To help boost the local economy and establish lasting relationships with contractors and vendors, the building materials were procured in nearby street vendor markets by Utilitiesman 1st Class Justin Walker, the Seabee project supervisor, and Air Force contracting officer, 1st Lt. Sunset Lo. The vendors delivered the materials in a timely manner, enabling the project to move forward on schedule.
If you want, you can friend them on Facebook.
Hit-and-Run Accident in Dushanbe Involves Car with US Embassy License Plate (Asia Plus - Russian)
A car with US Embassy license plates (004 D 055) in Dushanbe was involved in a hit-in-run accident which killed Loik Sharali on December 29, 2012, Asia Plus reports. Police are investigating, and the US Embassy says they are cooperating.
Lots of "Yankee Go Home" in the comments there, and recollections of how the US disregarded diplomatic immunity for a Georgian diplomat who killed a girl in an accident in the US.
Coaches Handed Over in Dushanbe (Railway Gazette)
The 15 coaches including a restaurant car were ordered from Ukrainian manufacturer Kriukov Car Building Works.
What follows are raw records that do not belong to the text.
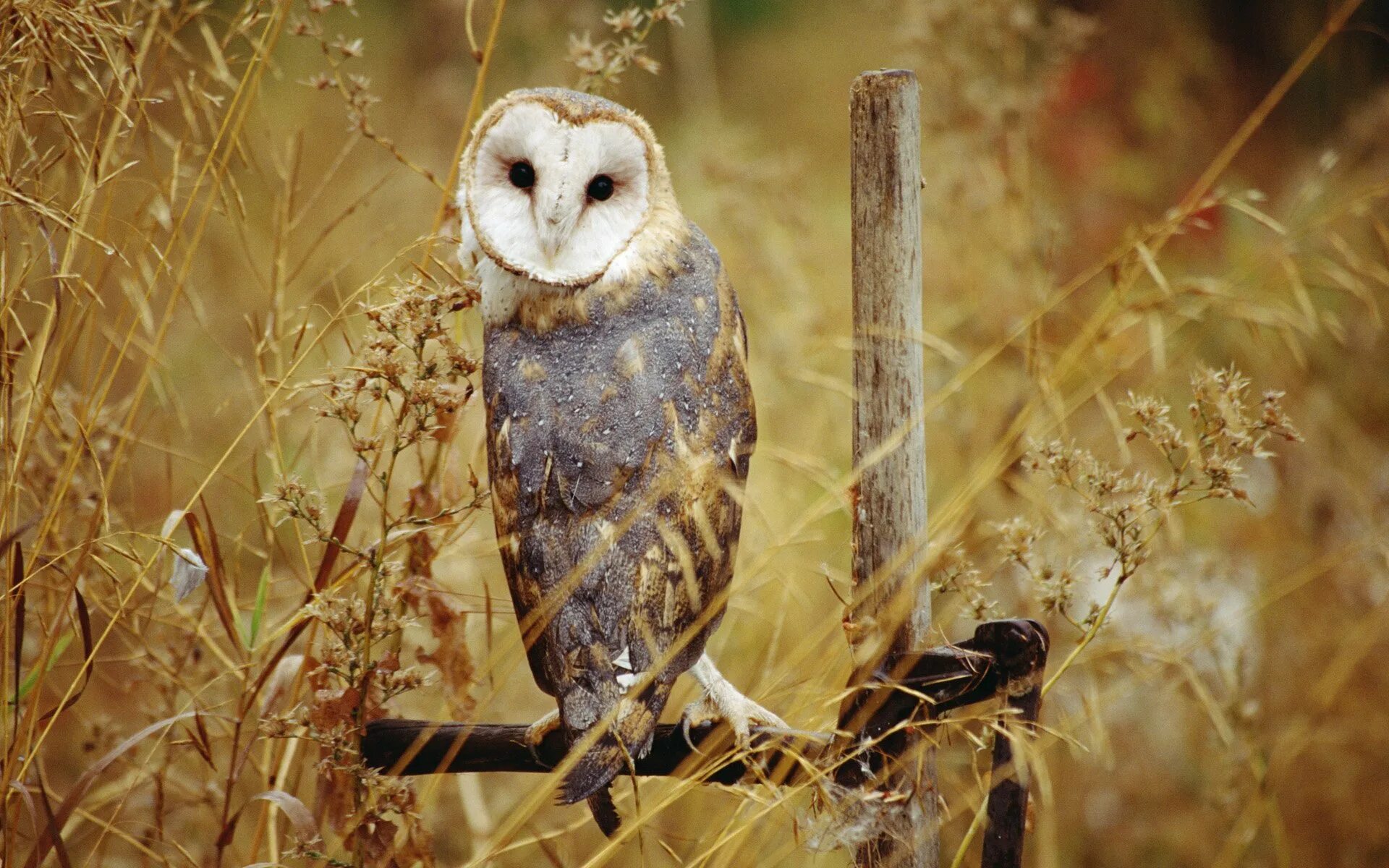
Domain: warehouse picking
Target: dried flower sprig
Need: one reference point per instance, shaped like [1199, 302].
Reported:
[354, 89]
[402, 392]
[602, 64]
[1129, 507]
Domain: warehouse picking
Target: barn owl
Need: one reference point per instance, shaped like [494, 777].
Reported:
[620, 422]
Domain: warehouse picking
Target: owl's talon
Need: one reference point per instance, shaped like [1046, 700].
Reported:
[535, 733]
[723, 702]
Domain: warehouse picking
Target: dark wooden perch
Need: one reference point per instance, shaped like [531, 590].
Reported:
[1002, 659]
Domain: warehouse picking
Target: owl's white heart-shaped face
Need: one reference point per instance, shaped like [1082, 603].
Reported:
[556, 199]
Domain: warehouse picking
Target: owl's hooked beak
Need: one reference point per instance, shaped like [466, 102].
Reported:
[555, 217]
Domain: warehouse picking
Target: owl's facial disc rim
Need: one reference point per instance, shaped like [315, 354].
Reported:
[599, 138]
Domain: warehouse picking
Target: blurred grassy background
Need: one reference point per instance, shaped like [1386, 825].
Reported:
[184, 259]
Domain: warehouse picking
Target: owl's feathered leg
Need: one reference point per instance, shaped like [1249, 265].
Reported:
[723, 702]
[535, 732]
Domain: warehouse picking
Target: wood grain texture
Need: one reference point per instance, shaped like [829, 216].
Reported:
[892, 600]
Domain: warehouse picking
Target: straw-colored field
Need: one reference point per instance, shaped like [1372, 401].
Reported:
[232, 324]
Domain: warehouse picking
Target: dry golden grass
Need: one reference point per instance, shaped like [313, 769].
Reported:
[221, 221]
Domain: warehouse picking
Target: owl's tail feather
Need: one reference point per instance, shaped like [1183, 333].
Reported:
[605, 813]
[628, 739]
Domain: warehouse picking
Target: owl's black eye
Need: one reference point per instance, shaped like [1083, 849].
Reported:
[522, 175]
[600, 188]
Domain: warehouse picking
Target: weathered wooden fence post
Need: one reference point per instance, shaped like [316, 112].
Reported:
[892, 602]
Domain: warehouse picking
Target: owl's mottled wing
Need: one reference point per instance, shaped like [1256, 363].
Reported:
[619, 446]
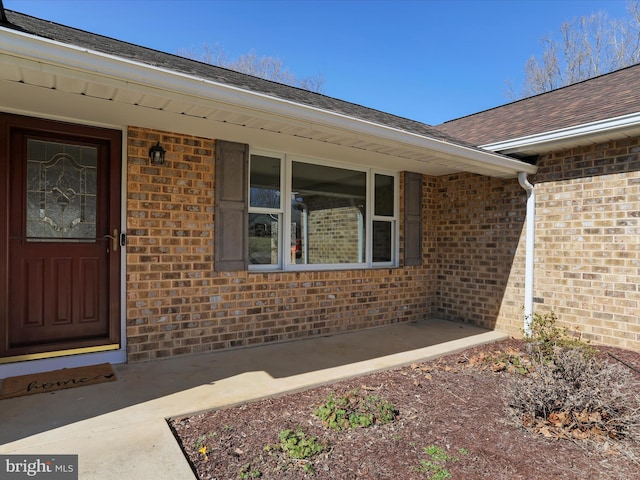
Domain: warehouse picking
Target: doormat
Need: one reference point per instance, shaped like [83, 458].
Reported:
[57, 380]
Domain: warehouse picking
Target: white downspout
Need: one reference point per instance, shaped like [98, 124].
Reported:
[529, 250]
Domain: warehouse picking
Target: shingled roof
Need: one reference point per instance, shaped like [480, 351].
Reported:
[603, 97]
[99, 43]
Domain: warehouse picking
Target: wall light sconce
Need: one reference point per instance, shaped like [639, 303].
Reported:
[156, 154]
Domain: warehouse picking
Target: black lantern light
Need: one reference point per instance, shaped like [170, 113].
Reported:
[156, 154]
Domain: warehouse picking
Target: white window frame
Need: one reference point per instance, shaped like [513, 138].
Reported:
[285, 212]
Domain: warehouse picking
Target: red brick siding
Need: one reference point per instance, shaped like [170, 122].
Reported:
[588, 240]
[477, 225]
[587, 248]
[177, 304]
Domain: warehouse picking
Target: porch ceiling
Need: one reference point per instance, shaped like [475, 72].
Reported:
[62, 81]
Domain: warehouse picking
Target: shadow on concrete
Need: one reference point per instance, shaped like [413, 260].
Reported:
[137, 383]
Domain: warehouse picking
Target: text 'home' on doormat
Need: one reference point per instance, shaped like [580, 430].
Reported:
[57, 380]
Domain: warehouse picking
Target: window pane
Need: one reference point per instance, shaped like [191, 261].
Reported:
[382, 241]
[328, 210]
[265, 182]
[384, 195]
[263, 239]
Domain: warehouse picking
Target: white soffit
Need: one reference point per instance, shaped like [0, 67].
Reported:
[66, 68]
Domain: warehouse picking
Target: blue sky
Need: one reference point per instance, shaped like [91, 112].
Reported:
[428, 60]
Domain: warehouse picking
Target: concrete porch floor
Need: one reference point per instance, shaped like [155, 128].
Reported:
[119, 429]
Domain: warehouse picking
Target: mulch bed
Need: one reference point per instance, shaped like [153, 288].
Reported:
[452, 403]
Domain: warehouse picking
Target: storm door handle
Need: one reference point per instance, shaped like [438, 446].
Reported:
[115, 239]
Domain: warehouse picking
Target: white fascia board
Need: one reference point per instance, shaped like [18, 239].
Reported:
[593, 128]
[80, 59]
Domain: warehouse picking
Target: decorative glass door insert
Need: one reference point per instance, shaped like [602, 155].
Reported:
[61, 191]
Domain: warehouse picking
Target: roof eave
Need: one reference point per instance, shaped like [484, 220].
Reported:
[63, 55]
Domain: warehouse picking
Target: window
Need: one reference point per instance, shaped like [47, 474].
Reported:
[305, 214]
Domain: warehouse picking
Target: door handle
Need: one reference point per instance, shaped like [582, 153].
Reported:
[115, 239]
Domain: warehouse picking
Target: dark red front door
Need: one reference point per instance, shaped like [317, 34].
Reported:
[63, 269]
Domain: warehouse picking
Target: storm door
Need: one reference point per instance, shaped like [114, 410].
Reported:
[64, 241]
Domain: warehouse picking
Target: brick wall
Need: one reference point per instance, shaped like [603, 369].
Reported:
[587, 248]
[177, 304]
[588, 240]
[477, 226]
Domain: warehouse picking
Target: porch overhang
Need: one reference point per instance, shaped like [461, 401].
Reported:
[61, 81]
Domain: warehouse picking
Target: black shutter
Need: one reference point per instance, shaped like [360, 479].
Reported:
[412, 218]
[231, 214]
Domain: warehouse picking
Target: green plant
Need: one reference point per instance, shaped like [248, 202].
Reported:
[202, 440]
[354, 410]
[435, 466]
[297, 445]
[246, 472]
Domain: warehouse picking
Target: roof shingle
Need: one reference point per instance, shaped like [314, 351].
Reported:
[599, 98]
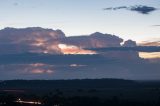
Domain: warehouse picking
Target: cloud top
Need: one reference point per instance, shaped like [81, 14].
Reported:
[143, 9]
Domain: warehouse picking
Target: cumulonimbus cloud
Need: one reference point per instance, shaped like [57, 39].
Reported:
[138, 8]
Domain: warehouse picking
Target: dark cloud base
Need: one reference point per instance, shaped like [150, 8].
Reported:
[138, 8]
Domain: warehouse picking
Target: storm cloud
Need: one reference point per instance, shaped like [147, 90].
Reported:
[142, 9]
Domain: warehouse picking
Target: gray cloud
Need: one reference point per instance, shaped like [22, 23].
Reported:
[138, 8]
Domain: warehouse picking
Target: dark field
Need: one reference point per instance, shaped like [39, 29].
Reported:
[87, 92]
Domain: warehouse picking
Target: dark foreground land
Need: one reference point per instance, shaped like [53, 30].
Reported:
[87, 92]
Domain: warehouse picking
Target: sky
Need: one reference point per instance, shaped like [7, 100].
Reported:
[83, 17]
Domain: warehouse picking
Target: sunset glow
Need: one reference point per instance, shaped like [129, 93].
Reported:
[71, 49]
[147, 55]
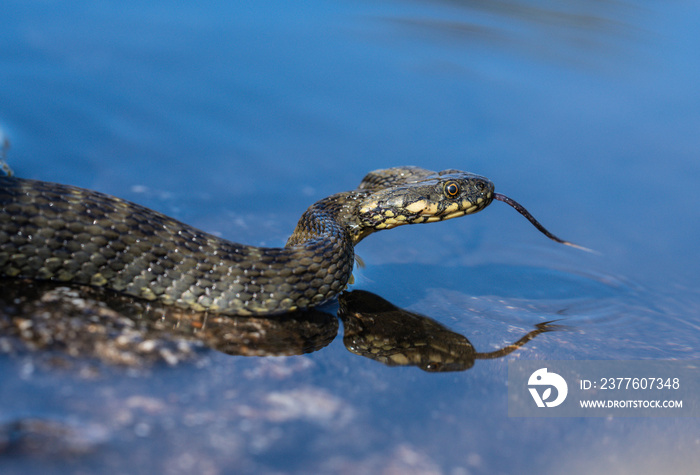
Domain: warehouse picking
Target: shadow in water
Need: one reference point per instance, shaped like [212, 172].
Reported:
[379, 330]
[90, 323]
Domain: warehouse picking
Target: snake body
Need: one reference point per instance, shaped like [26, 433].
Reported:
[62, 233]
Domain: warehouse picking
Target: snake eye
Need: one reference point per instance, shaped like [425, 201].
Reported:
[451, 189]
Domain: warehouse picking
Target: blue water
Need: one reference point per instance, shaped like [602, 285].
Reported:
[235, 117]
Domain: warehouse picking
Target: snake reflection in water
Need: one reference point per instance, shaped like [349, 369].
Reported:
[62, 233]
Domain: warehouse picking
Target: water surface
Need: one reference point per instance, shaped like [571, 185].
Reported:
[235, 118]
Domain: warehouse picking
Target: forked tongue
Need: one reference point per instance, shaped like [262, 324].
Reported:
[520, 209]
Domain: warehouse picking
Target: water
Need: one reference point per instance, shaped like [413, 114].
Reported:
[234, 118]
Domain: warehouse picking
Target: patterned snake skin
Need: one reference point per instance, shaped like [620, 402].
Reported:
[62, 233]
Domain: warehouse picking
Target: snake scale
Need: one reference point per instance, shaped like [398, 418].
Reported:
[62, 233]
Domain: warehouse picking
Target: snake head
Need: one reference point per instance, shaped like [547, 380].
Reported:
[425, 197]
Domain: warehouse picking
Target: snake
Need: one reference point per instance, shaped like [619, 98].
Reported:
[63, 233]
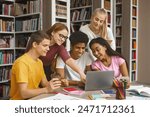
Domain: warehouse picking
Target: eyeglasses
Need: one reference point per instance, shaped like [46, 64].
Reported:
[62, 36]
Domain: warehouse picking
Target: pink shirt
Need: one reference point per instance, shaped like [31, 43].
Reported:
[115, 64]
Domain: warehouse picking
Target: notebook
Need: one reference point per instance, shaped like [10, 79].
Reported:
[98, 80]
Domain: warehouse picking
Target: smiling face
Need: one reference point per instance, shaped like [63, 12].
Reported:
[77, 50]
[98, 20]
[60, 36]
[42, 48]
[99, 51]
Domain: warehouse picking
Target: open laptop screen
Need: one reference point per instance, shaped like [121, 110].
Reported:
[98, 80]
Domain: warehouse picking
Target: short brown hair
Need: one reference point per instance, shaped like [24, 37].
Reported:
[37, 37]
[56, 27]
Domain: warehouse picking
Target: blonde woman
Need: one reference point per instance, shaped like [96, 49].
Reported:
[58, 34]
[98, 28]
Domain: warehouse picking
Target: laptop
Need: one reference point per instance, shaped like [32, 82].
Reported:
[98, 80]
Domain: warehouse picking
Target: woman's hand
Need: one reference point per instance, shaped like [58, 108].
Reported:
[54, 84]
[64, 82]
[83, 77]
[125, 78]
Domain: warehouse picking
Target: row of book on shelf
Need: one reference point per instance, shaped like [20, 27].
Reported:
[6, 57]
[6, 41]
[6, 25]
[28, 7]
[80, 3]
[27, 25]
[7, 9]
[61, 10]
[82, 14]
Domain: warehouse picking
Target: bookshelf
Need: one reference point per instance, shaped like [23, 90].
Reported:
[18, 19]
[80, 13]
[7, 50]
[28, 19]
[108, 5]
[60, 12]
[130, 36]
[118, 26]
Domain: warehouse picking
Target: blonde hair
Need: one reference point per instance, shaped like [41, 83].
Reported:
[103, 29]
[56, 27]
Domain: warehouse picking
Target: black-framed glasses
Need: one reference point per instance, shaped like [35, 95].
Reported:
[62, 36]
Similar to vehicles previously supplied to Kazakhstan, they are designed for use in temperatures between -45°C and 40°C and are to be deployed on Dushanbe - Moscow services.
Tajikistan: Recent Developments and US Interests (CRS)
From Congressional Research Service by Jim Nichols.
The United States has been Tajikistan's largest bilateral donor, budgeting $988.57 million of aid for Tajikistan (FREEDOM support Act and agency budgets) over the period from fiscal year 1992 through fiscal year 2010, mainly for food and other hunmanitarian needs. Budgeted assistance for FY2011 was $44.48 million, and estimated assistance for FY2012 was $45.02 million. The Administration requested $37.41 million in foreign assistance for Tajikistan in FY2013 (these FY2011-FY2013 figures exclude most Defense and Energy Department programs).